(IC2017 – USA)
Matthew Tommasini (b.1978) has been awarded top prizes including the Charles Ives Scholarship from the American Academy of Arts and Letters and the ASCAP/CBDNA Frederick Fennell Prize and grants from the ASCAP Foundation’s Leonard Bernstein Fund and the American Music Center’s Composer Assistance Program (CAP), among others. Recently, he was chosen as Finalist of the International Music Prize for Excellence in Composition 2011.
His orchestral works have been performed by the American Composers Orchestra at the Underwood Reading Sessions, the Riverside Symphony at the Riverside Reading Sessions, and by the Ann Arbor Symphony Orchestra, and the New York Youth Symphony, among others. His chamber works have been performed by the Parker Quartet, Antares, violinist, Gary Levinson, and pianist, Adam Neiman, among others.
He is Composer-in-Residence of the Connections Chamber Music Series, which he co-founded with members of the Pacific Symphony. His work is recorded on the Centaur Records Label and published by Alfreds Publishing, among others.

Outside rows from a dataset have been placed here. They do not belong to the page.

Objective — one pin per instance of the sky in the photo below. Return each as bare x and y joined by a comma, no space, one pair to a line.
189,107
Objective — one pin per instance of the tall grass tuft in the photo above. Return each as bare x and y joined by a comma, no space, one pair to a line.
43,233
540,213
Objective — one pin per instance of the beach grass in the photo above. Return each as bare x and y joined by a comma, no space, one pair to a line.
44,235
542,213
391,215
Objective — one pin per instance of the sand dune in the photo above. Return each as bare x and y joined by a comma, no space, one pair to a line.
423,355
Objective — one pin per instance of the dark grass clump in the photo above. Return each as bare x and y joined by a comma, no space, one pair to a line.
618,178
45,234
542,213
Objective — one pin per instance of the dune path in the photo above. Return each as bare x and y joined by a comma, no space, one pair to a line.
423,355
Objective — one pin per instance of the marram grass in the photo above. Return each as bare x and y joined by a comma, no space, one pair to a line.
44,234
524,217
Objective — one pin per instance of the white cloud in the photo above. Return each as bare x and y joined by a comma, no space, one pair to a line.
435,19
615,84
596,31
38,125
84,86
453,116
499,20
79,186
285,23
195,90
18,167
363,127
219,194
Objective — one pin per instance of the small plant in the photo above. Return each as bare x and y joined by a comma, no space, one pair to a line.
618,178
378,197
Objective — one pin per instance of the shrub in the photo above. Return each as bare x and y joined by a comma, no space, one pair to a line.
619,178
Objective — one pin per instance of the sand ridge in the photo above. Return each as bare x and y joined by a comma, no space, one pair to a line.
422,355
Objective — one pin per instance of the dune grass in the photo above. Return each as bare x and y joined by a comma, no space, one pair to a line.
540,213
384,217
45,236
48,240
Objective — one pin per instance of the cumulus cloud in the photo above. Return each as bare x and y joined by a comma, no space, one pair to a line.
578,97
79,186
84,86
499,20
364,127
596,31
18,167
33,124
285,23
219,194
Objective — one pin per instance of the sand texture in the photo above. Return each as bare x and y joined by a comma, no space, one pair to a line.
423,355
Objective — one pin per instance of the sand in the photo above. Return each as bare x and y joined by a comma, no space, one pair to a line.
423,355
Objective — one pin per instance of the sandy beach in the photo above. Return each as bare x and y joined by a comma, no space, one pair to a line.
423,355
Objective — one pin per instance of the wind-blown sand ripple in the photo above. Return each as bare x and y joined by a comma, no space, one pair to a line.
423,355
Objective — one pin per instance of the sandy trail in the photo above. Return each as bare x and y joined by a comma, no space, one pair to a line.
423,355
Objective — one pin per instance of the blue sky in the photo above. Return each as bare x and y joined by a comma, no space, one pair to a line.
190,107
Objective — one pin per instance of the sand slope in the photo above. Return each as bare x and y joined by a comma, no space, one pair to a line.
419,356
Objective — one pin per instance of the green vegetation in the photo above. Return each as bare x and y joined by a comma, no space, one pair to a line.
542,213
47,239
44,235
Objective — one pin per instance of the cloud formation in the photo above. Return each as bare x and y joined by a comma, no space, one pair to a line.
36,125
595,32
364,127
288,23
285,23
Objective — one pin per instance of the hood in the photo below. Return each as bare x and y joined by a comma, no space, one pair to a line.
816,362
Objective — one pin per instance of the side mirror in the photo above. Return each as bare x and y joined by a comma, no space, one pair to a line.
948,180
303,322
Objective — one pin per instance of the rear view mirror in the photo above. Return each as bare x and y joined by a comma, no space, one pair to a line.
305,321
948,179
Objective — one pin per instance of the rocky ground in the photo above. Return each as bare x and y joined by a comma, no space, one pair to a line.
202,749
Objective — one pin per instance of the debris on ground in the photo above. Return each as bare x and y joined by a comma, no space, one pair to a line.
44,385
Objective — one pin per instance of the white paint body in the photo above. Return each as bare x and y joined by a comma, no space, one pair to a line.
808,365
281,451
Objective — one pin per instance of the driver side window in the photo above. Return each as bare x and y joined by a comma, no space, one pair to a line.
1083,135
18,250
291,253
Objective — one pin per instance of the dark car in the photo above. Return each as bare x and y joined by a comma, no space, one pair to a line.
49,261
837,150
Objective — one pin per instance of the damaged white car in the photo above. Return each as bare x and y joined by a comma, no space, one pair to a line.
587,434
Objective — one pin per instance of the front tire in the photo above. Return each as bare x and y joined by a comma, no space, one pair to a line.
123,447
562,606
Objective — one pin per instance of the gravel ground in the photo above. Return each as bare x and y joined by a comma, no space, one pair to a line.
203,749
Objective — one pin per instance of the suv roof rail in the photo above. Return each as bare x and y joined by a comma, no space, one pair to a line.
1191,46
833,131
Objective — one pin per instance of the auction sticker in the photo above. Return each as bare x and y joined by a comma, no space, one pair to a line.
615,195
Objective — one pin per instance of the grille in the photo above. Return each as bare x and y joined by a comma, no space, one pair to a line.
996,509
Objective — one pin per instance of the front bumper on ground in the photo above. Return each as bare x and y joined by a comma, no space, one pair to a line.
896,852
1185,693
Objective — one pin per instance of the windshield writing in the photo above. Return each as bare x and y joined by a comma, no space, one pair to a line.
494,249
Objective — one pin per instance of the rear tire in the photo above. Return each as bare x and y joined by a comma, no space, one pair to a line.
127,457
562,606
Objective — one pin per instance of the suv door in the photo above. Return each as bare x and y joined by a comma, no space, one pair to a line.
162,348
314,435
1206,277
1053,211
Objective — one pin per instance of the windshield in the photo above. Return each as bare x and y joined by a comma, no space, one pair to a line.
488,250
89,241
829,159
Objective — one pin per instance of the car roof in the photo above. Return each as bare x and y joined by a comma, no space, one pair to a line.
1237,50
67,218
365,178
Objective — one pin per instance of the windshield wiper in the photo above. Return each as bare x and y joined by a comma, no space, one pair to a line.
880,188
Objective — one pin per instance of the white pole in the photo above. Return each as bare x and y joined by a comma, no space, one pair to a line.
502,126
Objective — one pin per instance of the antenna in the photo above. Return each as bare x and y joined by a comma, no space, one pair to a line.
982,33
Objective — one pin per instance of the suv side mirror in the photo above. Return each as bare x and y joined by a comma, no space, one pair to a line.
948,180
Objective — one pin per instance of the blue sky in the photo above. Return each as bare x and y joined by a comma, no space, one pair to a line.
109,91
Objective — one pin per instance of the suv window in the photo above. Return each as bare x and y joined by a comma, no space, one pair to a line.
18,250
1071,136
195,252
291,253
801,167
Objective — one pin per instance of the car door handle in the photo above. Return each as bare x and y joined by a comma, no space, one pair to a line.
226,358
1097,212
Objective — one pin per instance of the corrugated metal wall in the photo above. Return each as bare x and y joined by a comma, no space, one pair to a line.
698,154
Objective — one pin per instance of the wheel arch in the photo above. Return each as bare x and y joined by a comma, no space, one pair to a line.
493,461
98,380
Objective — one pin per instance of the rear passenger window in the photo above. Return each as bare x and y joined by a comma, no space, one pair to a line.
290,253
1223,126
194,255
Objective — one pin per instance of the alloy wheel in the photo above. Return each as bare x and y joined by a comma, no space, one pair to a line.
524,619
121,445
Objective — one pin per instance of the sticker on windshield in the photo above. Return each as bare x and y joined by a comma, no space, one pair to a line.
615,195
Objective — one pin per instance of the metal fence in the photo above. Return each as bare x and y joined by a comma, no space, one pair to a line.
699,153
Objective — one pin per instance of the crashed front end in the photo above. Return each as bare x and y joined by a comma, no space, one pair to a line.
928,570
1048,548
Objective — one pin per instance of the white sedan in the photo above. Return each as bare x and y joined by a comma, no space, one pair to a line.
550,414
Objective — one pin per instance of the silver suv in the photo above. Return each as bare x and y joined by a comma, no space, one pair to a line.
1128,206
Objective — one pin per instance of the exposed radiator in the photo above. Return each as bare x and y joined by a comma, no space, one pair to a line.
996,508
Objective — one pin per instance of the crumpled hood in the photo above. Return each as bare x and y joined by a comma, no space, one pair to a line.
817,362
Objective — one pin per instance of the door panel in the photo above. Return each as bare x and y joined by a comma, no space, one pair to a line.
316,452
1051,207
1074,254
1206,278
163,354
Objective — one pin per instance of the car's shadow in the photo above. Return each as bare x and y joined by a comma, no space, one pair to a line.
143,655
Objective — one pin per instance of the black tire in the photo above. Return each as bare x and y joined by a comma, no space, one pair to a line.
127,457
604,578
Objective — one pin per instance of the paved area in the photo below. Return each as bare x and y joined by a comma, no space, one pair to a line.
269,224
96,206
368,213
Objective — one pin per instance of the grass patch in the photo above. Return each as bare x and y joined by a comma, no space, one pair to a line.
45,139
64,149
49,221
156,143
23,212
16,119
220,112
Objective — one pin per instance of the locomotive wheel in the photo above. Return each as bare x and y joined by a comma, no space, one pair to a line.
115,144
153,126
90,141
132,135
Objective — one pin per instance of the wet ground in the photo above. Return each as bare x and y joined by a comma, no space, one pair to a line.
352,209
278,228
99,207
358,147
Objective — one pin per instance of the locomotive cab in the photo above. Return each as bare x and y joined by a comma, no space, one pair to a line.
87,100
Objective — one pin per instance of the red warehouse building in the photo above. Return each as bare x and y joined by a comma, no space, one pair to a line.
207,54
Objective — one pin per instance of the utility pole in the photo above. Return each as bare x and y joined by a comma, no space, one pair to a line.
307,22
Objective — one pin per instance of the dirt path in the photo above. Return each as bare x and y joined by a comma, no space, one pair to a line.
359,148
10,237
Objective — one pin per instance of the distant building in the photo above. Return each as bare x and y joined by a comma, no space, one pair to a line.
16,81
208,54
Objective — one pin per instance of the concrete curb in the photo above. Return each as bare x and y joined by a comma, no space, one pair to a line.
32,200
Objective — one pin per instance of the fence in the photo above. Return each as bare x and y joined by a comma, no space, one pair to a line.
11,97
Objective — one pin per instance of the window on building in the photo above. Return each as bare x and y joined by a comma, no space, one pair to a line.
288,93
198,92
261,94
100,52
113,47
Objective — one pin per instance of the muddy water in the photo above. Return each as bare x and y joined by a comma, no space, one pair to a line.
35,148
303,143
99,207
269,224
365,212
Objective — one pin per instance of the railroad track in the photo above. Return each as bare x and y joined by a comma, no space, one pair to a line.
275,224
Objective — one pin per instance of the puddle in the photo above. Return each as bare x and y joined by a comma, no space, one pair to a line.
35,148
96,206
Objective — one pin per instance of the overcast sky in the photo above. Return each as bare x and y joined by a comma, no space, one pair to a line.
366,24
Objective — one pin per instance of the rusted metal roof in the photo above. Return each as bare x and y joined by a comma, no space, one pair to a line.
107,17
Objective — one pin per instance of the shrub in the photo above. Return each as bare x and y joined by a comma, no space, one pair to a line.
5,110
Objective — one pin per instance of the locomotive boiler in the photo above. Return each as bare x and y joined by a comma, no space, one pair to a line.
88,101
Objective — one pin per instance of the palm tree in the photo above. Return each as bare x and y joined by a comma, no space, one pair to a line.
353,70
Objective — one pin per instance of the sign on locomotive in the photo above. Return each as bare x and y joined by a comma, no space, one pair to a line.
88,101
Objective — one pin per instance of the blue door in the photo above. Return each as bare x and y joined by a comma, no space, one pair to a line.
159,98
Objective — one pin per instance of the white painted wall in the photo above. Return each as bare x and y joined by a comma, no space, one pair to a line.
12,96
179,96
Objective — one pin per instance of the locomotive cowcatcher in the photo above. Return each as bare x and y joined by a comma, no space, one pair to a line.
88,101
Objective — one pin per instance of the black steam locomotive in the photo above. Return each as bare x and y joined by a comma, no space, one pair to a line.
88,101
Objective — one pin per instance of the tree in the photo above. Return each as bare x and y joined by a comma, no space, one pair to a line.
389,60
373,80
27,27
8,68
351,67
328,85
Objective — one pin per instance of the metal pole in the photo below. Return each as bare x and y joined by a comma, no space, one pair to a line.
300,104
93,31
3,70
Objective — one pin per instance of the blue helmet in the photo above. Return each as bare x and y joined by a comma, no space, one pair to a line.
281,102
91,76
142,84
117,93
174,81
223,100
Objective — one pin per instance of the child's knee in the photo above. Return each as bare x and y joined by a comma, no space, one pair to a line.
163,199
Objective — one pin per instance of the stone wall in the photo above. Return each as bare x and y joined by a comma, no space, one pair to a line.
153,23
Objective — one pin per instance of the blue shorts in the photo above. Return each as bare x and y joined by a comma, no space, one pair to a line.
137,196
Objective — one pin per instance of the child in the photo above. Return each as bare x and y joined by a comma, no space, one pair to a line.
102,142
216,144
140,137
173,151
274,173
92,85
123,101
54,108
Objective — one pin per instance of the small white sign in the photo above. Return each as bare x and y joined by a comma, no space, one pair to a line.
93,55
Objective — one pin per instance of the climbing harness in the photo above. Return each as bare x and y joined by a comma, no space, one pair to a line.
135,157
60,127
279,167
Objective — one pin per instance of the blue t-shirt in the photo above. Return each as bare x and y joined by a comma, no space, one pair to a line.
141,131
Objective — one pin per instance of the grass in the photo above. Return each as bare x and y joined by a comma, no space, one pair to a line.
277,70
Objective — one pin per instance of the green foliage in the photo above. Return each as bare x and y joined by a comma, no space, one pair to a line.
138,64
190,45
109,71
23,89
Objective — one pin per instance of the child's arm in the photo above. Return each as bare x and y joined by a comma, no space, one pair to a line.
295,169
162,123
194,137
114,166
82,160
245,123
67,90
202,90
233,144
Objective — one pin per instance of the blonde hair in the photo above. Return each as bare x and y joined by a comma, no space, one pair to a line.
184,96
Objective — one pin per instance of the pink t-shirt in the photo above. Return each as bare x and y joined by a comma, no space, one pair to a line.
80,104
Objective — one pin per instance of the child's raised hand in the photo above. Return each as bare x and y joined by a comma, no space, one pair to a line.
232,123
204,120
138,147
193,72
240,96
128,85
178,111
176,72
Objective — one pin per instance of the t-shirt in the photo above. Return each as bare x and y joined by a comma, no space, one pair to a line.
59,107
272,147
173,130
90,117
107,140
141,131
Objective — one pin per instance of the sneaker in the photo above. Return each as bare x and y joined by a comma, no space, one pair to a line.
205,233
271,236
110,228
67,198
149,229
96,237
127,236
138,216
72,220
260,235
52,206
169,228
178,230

Mr. Tommasini holds degrees in composition from the University of Michigan (DMA, MA) and UCLA (BA). Currently, he lives in Hong Kong where he is Associate Artistic Director of The Intimacy of Creativity, and Composer-in-Residence/Adjunct Associate Professor of Music at The Hong Kong University of Science and Technology.
More information about his work can be found at: www.matthewtommasini.com
This piece grew out of four note melodic and harmonic structures, creating sharply contrasting materials. Throughout the first movement, the violist and pianist rarely imitate one another. Rather, they react to one another’s musical gestures. It isn’t until the second half of the second movement, after a restatement of themes from the first movement, that the violist and pianist reconcile, engaging each other in an imitative dialogue.